W uzasadnieniu do przyjętej w październiku ubiegłego roku ustawy, która dała górniczym emerytom i rencistom, a także wdowom i sierotom po nich, prawo do rekompensat za utracony deputat węglowy, liczbę osób uprawnionych do tego świadczenia szacowano na ponad 235 tys. osób, a w ubiegłorocznym budżecie państwa zabezpieczono kwotę ponad 2,3 mld zł.
- Powinniśmy do połowy marca móc to bilansować; koniec marca jest ostatnim dniem, kiedy będziemy robić sprawozdanie finansowe i analizować, ile środków właściwie zaangażowaliśmy. Z tego, co zauważamy, prawdopodobnie nie będzie to cała pula, którą przewidywaliśmy, czyli 235 tys. osób, ale będzie to trochę mniejsza grupa - już na dzisiaj możemy to oszacować - powiedział w środę (31 stycznia) dziennikarzom wiceminister po spotkaniu ze związkowcami z Polskiej Grupy Górniczej.
- Mamy przewidziane rozliczenie całego przedsięwzięcia związanego ze świadczeniami rekompensacyjnymi do marca tego roku - przypomniał Tobiszowski, według którego do weryfikacji pozostało jeszcze niespełna 20 tys. złożonych wniosków o rekompensatę.
Część wnioskodawców, np. rencistów czy wdów po emerytach i rencistach, musi uzupełnić swoje wnioski czy złożyć dodatkowe dokumenty. - Każdego dnia weryfikowane jest ponad tysiąc wniosków - powiedział Tobiszowski, wskazując, iż weryfikacja odbywa się w Spółce Restrukturyzacji Kopalń (SRK). Inne spółki (Jastrzębska Spółka Węglowa, Tauron Wydobycie i Lubelski Węgiel Bogdanka) zakończyły już wypłatę rekompensat dla osób uprawnionych; pozostały tam jedynie jednostkowe przypadki.

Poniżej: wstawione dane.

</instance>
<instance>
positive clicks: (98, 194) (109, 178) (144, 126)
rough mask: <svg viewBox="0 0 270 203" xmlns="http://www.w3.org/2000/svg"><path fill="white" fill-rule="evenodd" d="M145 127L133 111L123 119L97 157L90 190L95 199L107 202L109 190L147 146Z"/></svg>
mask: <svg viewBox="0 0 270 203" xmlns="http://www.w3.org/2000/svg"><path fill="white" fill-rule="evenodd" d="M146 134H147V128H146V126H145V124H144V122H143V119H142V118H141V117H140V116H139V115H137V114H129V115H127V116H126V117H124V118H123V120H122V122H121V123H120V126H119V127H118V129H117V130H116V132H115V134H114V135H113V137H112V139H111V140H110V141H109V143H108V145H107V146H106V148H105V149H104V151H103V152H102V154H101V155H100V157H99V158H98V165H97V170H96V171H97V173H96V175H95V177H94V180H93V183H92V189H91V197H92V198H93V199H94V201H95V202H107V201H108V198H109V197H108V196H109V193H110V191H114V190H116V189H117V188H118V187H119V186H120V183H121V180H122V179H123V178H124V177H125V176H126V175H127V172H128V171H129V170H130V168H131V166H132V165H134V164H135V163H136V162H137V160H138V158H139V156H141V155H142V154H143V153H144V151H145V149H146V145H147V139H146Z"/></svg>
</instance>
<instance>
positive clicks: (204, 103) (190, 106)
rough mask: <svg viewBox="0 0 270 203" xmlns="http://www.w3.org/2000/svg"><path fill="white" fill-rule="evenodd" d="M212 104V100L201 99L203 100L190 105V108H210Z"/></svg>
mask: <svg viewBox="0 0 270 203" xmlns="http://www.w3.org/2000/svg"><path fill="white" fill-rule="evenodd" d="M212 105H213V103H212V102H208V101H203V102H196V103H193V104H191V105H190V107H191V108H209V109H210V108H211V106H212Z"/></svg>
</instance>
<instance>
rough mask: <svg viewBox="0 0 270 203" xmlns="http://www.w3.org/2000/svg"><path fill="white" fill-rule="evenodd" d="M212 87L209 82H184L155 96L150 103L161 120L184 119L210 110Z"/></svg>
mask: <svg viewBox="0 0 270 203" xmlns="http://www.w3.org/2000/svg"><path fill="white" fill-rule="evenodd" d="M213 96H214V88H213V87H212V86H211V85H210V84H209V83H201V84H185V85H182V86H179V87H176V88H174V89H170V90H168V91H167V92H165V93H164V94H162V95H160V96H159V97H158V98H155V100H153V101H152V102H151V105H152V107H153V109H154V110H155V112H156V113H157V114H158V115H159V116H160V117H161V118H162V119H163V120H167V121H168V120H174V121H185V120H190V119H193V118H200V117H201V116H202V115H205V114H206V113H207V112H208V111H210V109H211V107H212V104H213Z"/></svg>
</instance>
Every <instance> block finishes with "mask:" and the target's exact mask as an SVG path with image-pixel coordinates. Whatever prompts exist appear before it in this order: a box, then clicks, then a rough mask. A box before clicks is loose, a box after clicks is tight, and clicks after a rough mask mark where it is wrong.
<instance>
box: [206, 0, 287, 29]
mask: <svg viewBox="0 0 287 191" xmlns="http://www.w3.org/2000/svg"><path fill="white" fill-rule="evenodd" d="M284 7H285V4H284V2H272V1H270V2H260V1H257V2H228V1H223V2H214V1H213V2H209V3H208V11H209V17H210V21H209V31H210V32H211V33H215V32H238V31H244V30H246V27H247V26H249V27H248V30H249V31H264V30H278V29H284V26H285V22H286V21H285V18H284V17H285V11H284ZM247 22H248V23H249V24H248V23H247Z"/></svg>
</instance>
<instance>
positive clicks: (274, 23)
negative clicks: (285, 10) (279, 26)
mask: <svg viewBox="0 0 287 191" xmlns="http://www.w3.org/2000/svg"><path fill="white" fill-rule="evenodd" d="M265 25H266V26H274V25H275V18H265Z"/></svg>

W ostatnich dniach SRK zadeklarowała, że do końca lutego br. zamierza zakończyć zasadniczą część prac przy weryfikacji wniosków o rekompensatę. Firma zapewnia, że każdy wniosek będzie zweryfikowany, a osoby uprawnione z pewnością otrzymają przysługujące im 10 tys. zł - SRK posiada budżetowe pieniądze potrzebne na wypłatę świadczenia; dotąd otrzymało je za pośrednictwem SRK ponad 155 tys. osób - większość przed końcem zeszłego roku. Od początku 2018 r. SRK rozpatrzyła ponad 16,5 tys. wniosków o rekompensatę - z tego pozytywnie zweryfikowano ponad 8 tys., a negatywnie 8,5 tys.
Przedstawiciele SRK wskazują, iż wiele wniosków pozostawionych do powtórnej weryfikacji ma braki formalne, co uniemożliwia ich pozytywne rozpatrzenie zgodnie z wymogami stawianymi przez ustawę. Na części wniosków nie podano telefonów kontaktowych. Ponadto wielu osób posiadających potencjalne prawo do rekompensat nie ma w kopalnianych bazach danych. W takich wypadkach pracownicy spółki korzystają z papierowych archiwów zlikwidowanych kopalń. Dotyczy to np. likwidowanej kopalni Kazimierz-Juliusz w Sosnowcu. W toku weryfikacji części wniosków konieczne jest też ustalenie, jaki rodzaj renty pobiera osoba ubiegająca się o rekompensatę; wydłuża to proces weryfikacji pozostałych wniosków.
Każdy wnioskodawca, którego wniosek zostanie rozpatrzony negatywnie, otrzyma stosownie pismo z uzasadnieniem decyzji odmownej. Od każdej z nich przysługuje odwołanie do właściwego sądu pracy w terminie 14 dni od momentu odebrania decyzji.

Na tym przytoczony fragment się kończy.